After 6 days, Always’ online branding campaign – #ThinkLikeAGirl – has more than 17,000,000 views. That’s impressive, especially for a product that historically lacks much PR value and has been limited, more or less, to bright and airy commercials of smiling women accompanied by illustrations of the product’s efficiency.
But Always wasn’t the first company to shake things up. In 2009, Kotex launched a subrand called U, which featured brightly-colored packaging designs that targeted, like Always’ current campaign, younger and future consumers.
Kotex U Packaging Design
While the move earned Kotex a healthy amount of attention, it certainly didn’t create the sensation that Always has.

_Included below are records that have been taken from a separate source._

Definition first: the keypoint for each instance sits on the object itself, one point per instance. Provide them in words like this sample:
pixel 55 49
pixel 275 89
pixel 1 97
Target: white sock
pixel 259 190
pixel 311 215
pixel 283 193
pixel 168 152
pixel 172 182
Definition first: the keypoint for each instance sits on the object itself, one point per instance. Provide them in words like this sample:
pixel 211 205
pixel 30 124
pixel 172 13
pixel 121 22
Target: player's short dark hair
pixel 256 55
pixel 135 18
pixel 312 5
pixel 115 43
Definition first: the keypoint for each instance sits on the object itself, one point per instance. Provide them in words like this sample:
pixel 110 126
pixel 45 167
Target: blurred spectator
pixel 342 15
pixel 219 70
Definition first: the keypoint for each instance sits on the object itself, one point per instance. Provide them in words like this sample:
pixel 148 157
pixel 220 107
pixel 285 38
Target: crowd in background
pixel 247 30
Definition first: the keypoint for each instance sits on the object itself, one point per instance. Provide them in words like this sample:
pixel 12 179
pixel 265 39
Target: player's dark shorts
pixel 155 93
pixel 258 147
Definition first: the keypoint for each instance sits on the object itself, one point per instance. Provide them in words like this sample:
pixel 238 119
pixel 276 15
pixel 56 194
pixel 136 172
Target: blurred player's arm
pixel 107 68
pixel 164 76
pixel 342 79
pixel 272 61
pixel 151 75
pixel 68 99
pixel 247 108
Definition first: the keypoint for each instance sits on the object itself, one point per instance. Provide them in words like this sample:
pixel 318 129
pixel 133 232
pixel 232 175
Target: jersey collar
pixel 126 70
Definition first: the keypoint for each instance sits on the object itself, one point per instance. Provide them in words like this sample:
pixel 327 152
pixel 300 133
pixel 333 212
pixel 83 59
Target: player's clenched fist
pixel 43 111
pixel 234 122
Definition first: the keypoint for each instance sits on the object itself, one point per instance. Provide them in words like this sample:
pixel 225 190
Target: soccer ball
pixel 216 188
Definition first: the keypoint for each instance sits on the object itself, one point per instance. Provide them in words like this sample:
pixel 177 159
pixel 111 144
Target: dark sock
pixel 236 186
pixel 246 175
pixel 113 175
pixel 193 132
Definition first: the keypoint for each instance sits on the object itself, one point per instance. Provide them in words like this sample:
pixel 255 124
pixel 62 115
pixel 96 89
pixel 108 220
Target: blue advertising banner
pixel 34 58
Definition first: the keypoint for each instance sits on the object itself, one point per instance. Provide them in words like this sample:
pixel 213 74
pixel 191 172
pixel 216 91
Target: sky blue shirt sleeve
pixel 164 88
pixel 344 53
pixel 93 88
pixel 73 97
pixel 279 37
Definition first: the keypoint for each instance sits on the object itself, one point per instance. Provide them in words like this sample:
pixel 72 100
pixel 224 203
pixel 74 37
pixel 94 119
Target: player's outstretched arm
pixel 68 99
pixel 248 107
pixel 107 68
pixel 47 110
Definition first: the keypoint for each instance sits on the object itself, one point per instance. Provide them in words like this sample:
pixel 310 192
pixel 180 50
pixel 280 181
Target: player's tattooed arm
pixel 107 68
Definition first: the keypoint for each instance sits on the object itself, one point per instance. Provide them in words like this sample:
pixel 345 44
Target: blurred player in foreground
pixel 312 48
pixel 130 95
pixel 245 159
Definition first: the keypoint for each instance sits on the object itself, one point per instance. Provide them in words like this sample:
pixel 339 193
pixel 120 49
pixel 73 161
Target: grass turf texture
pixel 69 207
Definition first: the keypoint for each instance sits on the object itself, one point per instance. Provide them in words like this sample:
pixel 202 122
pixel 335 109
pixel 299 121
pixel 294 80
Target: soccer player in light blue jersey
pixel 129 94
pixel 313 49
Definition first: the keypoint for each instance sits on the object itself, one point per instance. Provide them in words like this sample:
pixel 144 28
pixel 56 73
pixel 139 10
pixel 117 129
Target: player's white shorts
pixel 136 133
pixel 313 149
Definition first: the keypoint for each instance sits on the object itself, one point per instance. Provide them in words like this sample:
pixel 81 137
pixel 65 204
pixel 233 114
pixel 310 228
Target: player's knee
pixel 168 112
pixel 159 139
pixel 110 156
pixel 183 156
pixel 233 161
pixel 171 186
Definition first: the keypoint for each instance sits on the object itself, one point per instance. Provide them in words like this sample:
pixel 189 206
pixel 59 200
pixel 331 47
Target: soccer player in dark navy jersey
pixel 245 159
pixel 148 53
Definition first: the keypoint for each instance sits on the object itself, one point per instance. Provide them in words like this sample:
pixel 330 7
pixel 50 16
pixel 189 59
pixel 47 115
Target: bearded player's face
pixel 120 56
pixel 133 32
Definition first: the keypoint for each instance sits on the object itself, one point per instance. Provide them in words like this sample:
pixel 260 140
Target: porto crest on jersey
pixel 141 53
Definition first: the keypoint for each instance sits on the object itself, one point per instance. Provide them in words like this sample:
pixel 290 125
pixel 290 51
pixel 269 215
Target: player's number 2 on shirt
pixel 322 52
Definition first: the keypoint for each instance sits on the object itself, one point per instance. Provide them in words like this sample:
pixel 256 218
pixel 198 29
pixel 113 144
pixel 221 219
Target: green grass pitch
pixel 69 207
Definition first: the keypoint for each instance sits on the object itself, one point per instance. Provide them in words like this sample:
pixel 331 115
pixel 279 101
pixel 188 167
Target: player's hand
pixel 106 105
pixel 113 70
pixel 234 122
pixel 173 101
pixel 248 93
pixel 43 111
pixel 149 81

The difference between the two is that Kotex didn’t reach consumers on an emotional level – only an aesthetic one – and aesthetic allegiances can change day by day, whereas an affinity toward a sense of empowerment – like the one created by Always – is likely to last in some shape or form forever.
Just before Always’ launched it online campaign, HelloFlo released one of their own. This branding campaign has also gone viral, earning HelloFlo almost 24,000,000 views since it was launched 2 weeks ago.
While this ad’s view count is presently higher than Always’ (keep in mind that it’s been out longer than Always’ video), I would argue that its impact will be shorter lived, since, like Kotex’s U, it thrives based on virtues of entertainment rather than emotive messaging. (This hunch is evidenced by the major media attention #LikeAGirl has received, including stories from FOX, ABC, FastCompany, Adage, InStyle, Time, and others…)
The moral of the Always #LikeAGirl story is that businesses shouldn’t try to sell products, they should sell a story – a set of values that their consumers can believe in and be inspired by.